L’héritage, pilier du progrès civilisationnel
Les libéraux comprennent que la société est avant tout une société de familles, une société d’individus qui reçoivent et transmettent. Sans héritage, pas de progrès possible.
“Il faut taxer ces héritages qui passent de génération en génération, ce truc qui vous tombe du ciel, il y a un moment où ça suffit !” Cette déclaration de Yaël Braun-Pivet le 15 octobre 2025 sur France TV, loin d’être anodine, s’attaque directement à la base de ce qui permet la construction continue du progrès d’une société : la propriété et la transmission de celle-ci d’une génération à la suivante. Autrement dit, épargner, reporter sa consommation présente dans l’optique de meilleures conditions de vie futures pour nous-mêmes et pour les générations à venir.
Ces individus, en dénonçant l’héritage, deviennent, malgré eux, incroyablement dangereux. Ils dénoncent souvent le libéralisme comme étant une doctrine individualiste et égocentrique, or il n’en est rien. Les libéraux comprennent au contraire que la société est avant tout une société de familles, une société d’individus qui reçoivent et transmettent. Sans héritage, pas de progrès possible.
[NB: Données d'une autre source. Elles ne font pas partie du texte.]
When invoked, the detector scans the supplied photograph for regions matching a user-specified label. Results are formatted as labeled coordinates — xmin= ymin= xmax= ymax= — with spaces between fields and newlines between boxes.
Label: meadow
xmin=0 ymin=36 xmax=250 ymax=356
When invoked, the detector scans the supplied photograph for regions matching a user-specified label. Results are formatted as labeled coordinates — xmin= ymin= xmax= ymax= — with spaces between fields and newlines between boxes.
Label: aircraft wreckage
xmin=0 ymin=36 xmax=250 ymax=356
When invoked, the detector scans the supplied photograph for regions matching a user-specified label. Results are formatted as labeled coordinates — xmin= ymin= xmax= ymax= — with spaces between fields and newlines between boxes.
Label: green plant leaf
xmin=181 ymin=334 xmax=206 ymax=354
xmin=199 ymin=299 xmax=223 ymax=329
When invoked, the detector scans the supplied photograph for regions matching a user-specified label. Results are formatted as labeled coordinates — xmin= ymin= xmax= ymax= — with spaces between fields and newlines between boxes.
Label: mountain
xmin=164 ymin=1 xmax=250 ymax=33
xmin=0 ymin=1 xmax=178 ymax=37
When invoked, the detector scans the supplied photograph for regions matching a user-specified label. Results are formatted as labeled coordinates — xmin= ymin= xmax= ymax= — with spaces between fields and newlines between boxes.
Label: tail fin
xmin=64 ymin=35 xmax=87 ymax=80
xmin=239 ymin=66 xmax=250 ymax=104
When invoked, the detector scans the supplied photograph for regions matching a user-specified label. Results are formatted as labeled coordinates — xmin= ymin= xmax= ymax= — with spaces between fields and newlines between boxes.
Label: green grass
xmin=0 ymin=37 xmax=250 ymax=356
La propriété privée, fondement de la civilisation
Pour le libéral, défendre l’héritage, c’est défendre la propriété privée. Elle et sa fille, la liberté, forment le socle sur lequel la société dans son ensemble bâtit le progrès, la prospérité et la civilisation. Il est donc tout à fait logique de s’opposer à la spoliation légale de l’héritage, car cela va à l’encontre de la liberté des individus de disposer de leur patrimoine comme ils l’entendent.
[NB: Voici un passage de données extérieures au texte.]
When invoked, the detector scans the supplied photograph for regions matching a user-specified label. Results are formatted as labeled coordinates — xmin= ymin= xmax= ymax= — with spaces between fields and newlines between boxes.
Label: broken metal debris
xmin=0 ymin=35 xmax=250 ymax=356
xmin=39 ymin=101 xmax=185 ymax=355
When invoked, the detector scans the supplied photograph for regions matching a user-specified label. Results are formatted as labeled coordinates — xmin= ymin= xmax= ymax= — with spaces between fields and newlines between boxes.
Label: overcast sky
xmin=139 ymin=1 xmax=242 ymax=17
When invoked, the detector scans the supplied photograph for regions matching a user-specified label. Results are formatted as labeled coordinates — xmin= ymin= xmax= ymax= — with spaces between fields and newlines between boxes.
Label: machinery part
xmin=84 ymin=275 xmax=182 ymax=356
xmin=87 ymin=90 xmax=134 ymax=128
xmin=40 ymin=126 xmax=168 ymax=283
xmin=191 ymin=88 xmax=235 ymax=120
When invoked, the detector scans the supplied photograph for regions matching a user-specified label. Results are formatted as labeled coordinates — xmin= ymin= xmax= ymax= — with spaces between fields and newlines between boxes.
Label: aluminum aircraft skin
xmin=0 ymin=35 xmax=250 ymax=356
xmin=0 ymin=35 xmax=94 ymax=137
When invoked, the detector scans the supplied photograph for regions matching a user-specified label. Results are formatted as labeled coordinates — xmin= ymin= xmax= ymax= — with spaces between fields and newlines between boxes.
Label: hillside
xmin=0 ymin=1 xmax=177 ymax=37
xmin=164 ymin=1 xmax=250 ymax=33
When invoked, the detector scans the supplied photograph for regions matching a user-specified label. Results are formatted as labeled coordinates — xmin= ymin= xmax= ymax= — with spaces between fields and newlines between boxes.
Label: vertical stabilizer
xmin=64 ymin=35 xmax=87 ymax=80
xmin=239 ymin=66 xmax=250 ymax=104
L’attaque contre la propriété et la liberté de jouir de celle-ci comme bon nous semble peut donc être considérée comme une menace contre la civilisation, tout simplement parce que cette attaque empêche la multiplicité des plans individuels de s’exécuter.
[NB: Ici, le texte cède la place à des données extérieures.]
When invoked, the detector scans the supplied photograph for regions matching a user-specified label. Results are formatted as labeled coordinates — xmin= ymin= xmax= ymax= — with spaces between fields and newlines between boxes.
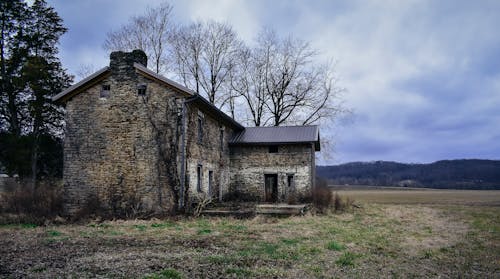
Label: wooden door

Un libéral est respectueux de la vie des autres, de la liberté et de la propriété privée. Le libéral ne méprise pas l’héritage, n’envie pas et ne jalouse pas ce qui ne lui appartient pas. Il admet qu’on puisse transmettre la richesse, tout comme il admet que celle-ci puisse se perdre à la suite d’une mauvaise gestion. Il comprend que la transmission intergénérationnelle est l’un des piliers essentiels du progrès, car nous perfectionnons toujours ce que nous avons reçu des générations passées, avant de le léguer à d’autres. Bref, il faut comprendre que personne ne part jamais de zéro.
Le renversement invisible des incitations
Une autre idée essentielle à comprendre est que taxer l’héritage bouleverse la préférence temporelle des individus. Il y a en effet moins d’incitation à créer du capital si l’on ne peut pas le léguer comme bon nous semble. À l’inverse, l’incitation à la consommation du capital reçu augmente. Taxer l’héritage produit donc un effet invisible qui renforce l’individualisme nombriliste et consumériste, tout en affaiblissant la capacité de la société à se projeter et à investir dans l’avenir.
Il ne faut pas oublier que l’intérêt personnel reste le principal moteur de l’action humaine. Modifier les incitations individuelles et la préférence temporelle a des effets imperceptibles sur l’action humaine, et donc sur la société dans son ensemble. Si vous ne pouvez plus jouir des fruits de votre travail ni les transmettre à qui vous voulez, vous n’êtes plus incité à produire de la richesse. L’énorme avantage de cet “égoïsme individuel” est qu’il rejaillit toujours de façon positive sur l’ensemble du collectif. C’est la morale de la fable des abeilles de Mandeville.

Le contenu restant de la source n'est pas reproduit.